Все в шоке. Я могу удалиться.
— Господа…
Я встаю.
— Но Дерек…
Оскар мне глубоко симпатичен, но нечего ему этим пользоваться и меня доставать, иначе не обрадуется. У меня иногда получается ценить людей, но не до такой же степени.
— Знаешь, Оскар, кроме прохладных чувств, между нами никогда ничего не будет.
— Что, Дерек? Я хочу сказать… Что ты решил наконец, Total Fina Elf или Texaco?
К сожалению, Оскар, таковы по большей части отношения между людьми, прохлада, прохлада, прохлада, что угодно, только не рискованное вложение чувств… Что-что? А, ээ, ну да, Total или Texaco? А как по-твоему, Оскар?
— Ну-у… Texaco?
— Ну вот! Великие, те, кто принимает решения, изъясняются порой языком загадок, а тебе за то и платят, чтобы ты разгадывал его и доносил до простых людей.
Я удаляюсь, и присутствующие могут убедиться в том, что на мне протертые джинсы, а на белой футболке, изготовленной специально для такого случая, Стефано Габбана собственными ручками с изысканным маникюром вышил черным: «а еще я на вас клал». Это ребячество, знаю, но что поделаешь, если я глупый и злой?
После ланча у Дюкасса в «Плазе», состоящего главным образом из крабового мусса, фуа-гра с белыми трюфелями и пюре с икрой под «Кристаль Розе» — ни кофе, ни десерта, немножко здоровой диетической пищи, — с Леонардо, который лезет на стенку, потому что должен обеспечить три рекламных кампании одновременно, а ему хочется к себе в номер, часами скакать по кровати с корешами и смотреть баскетбол по американскому кабельному каналу, я наконец сбрасываю с себя тяжкие обязанности продюсера блокбастеров и властелина мира и могу заняться новой игрушкой: операцией «убиение невинной».
Я настоятельно посоветовал Жоржу II доставить объект ровно в половине третьего точно на перекресток улиц Монтеня и Франциска I.
Там я и поджидаю, инкогнито, в «мерседесе» S-класса с тонированными стеклами, который вожу сам.
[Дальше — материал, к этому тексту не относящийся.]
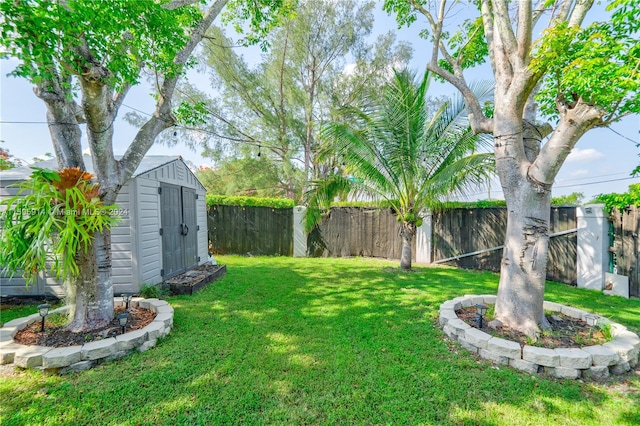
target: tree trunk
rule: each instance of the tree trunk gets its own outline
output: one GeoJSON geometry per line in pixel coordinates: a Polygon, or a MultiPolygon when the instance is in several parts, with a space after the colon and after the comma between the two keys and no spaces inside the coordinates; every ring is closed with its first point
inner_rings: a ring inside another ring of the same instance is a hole
{"type": "Polygon", "coordinates": [[[402,224],[400,225],[400,236],[402,237],[402,253],[400,254],[400,268],[405,271],[411,270],[411,243],[413,236],[416,234],[415,225],[402,224]]]}
{"type": "Polygon", "coordinates": [[[496,110],[494,151],[507,202],[507,232],[495,317],[503,325],[535,337],[541,326],[548,326],[542,305],[551,190],[530,178],[530,161],[535,160],[537,153],[535,150],[525,153],[519,108],[506,104],[497,105],[496,110]]]}
{"type": "Polygon", "coordinates": [[[73,320],[67,327],[73,332],[107,325],[113,319],[113,280],[111,277],[111,231],[94,235],[87,252],[78,253],[80,276],[68,289],[73,320]]]}
{"type": "Polygon", "coordinates": [[[540,327],[548,326],[542,305],[551,194],[538,192],[526,176],[505,188],[507,234],[495,316],[503,325],[535,337],[540,327]]]}

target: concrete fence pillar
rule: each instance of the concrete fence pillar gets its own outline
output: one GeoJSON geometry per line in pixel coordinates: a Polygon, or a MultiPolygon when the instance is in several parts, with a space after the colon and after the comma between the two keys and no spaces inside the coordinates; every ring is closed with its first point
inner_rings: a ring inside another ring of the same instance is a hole
{"type": "Polygon", "coordinates": [[[307,255],[307,233],[304,232],[304,215],[307,208],[295,206],[293,208],[293,257],[307,255]]]}
{"type": "Polygon", "coordinates": [[[416,230],[416,262],[431,263],[431,235],[433,216],[431,211],[423,212],[422,225],[416,230]]]}
{"type": "Polygon", "coordinates": [[[576,208],[578,287],[602,291],[609,263],[608,214],[602,204],[576,208]]]}

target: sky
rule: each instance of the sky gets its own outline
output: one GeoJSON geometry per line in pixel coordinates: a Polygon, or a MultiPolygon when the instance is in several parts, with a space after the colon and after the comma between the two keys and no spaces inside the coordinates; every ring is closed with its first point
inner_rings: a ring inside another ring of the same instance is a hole
{"type": "MultiPolygon", "coordinates": [[[[414,58],[410,67],[422,71],[430,54],[430,45],[418,36],[424,28],[421,22],[416,22],[410,28],[398,30],[393,17],[387,16],[381,10],[376,12],[376,21],[372,37],[389,30],[397,31],[398,40],[409,41],[414,49],[414,58]]],[[[242,48],[239,48],[242,49],[242,48]]],[[[259,60],[260,51],[257,48],[240,50],[248,63],[259,60]]],[[[10,154],[32,163],[32,159],[46,152],[53,152],[51,138],[46,125],[46,109],[32,90],[32,85],[26,80],[7,77],[7,74],[17,65],[15,60],[0,60],[0,145],[8,149],[10,154]]],[[[473,78],[482,79],[481,70],[473,78]]],[[[209,78],[203,74],[191,72],[189,78],[201,88],[210,87],[209,78]]],[[[134,87],[124,101],[119,116],[114,123],[114,151],[122,154],[128,143],[133,139],[136,128],[125,122],[122,117],[132,111],[131,108],[145,112],[153,111],[153,99],[146,85],[134,87]]],[[[430,94],[453,95],[455,89],[446,83],[432,83],[430,94]]],[[[640,117],[629,116],[615,123],[611,128],[598,128],[589,131],[573,149],[562,169],[560,170],[554,187],[553,196],[567,195],[573,192],[584,194],[584,201],[588,202],[593,196],[601,193],[626,192],[632,183],[640,183],[640,178],[632,178],[631,171],[640,164],[640,150],[636,146],[640,136],[640,117]]],[[[83,138],[86,146],[86,138],[83,138]]],[[[202,158],[200,152],[195,152],[178,141],[176,146],[166,147],[154,145],[150,155],[181,155],[195,165],[211,165],[211,160],[202,158]]],[[[494,179],[491,188],[478,190],[469,199],[503,198],[499,181],[494,179]]]]}

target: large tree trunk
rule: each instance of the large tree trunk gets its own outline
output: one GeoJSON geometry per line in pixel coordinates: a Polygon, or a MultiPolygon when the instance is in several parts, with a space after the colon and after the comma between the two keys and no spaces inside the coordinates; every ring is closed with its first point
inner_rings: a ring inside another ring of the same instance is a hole
{"type": "Polygon", "coordinates": [[[74,332],[99,328],[113,319],[111,231],[96,233],[94,237],[89,250],[78,253],[80,276],[68,289],[73,320],[67,329],[74,332]]]}
{"type": "Polygon", "coordinates": [[[551,194],[526,175],[503,181],[507,201],[496,319],[531,337],[548,325],[543,312],[551,194]]]}

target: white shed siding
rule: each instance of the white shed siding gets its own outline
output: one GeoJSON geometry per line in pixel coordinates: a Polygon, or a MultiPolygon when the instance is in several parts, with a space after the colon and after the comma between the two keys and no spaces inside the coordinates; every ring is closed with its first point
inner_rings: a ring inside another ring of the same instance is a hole
{"type": "Polygon", "coordinates": [[[134,191],[129,182],[120,189],[116,198],[119,220],[111,229],[111,276],[114,294],[131,291],[131,285],[135,284],[131,233],[131,200],[134,198],[134,191]]]}
{"type": "Polygon", "coordinates": [[[162,238],[160,237],[160,182],[152,178],[136,178],[137,199],[137,268],[142,284],[162,281],[162,238]]]}

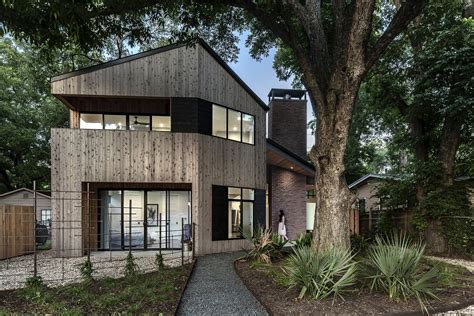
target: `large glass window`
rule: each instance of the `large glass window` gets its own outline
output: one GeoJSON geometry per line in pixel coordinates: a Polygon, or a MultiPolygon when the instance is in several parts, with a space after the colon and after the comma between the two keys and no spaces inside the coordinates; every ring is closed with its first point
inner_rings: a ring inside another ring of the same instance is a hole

На объекте то же платье, что вчера вечером, и сказать, что прохожие на нее оборачиваются, значит не сказать ничего, нужно признать, что у платья жестокое декольте, а у Манон — раз уж речь о Манон — совершенно неповторимая манера шагать по тротуару. Она входит в двери «Шанель», я проскальзываю следом, я неузнаваем в весьма старомодном плаще «Барбери» и очках-маске от Ива Сен-Лорана, которые, как явствует из названия, закрывают большую часть лица. Продавщицы, которых еще утром предупредил сосланный в Милан, но по-прежнему эффективный Мирко, суетятся вокруг объекта; нужно признать, что мы описали ее хоть и кратко, но точно: молодая, вульгарная и в красном, и особо подчеркнули, что в девицу вложено не менее двадцати тысяч евро в крупных купюрах. Так что первый этап игры под названием «релукинг Манон» проходит в оптимальных условиях, и я, укрывшись за русской газетой, убеждаюсь, что ножки протягивают именно по одежке: Манон, вертящуюся перед зеркалами в малоприличных платьях под ядовитые восторги надменных продавщиц, не отличить от богатой наследницы или юной итальянской старлетки. Манон краснеет, Манон говорит:
— Мама все время рассказывала мне про «Шанель».
— О, ей обязательно нужно к нам зайти.
— Она… умерла.
— Не страшно, мы ей сделаем тридцатипроцентную скидку.
Еще немного, и я бы влепил пощечину этой продавщице, но меня умиляет вид Манон, чье счастье априори зависит от пары ярких платьев. Я допиваю кофе из термоса, и микрофонщик берет его у меня из рук, сообщая, что отправит его в урну, и умоляет снять солнечные очки, и я спрашиваю себя, во-первых, откуда тут микрофонщик, во-вторых, почему он называет меня «господин Делано», а в-третьих, я сниму солнечные очки, когда сам пожелаю. А потом, решив, что дело явно нечисто, вскакиваю и гонюсь за наглым микрофонщиком.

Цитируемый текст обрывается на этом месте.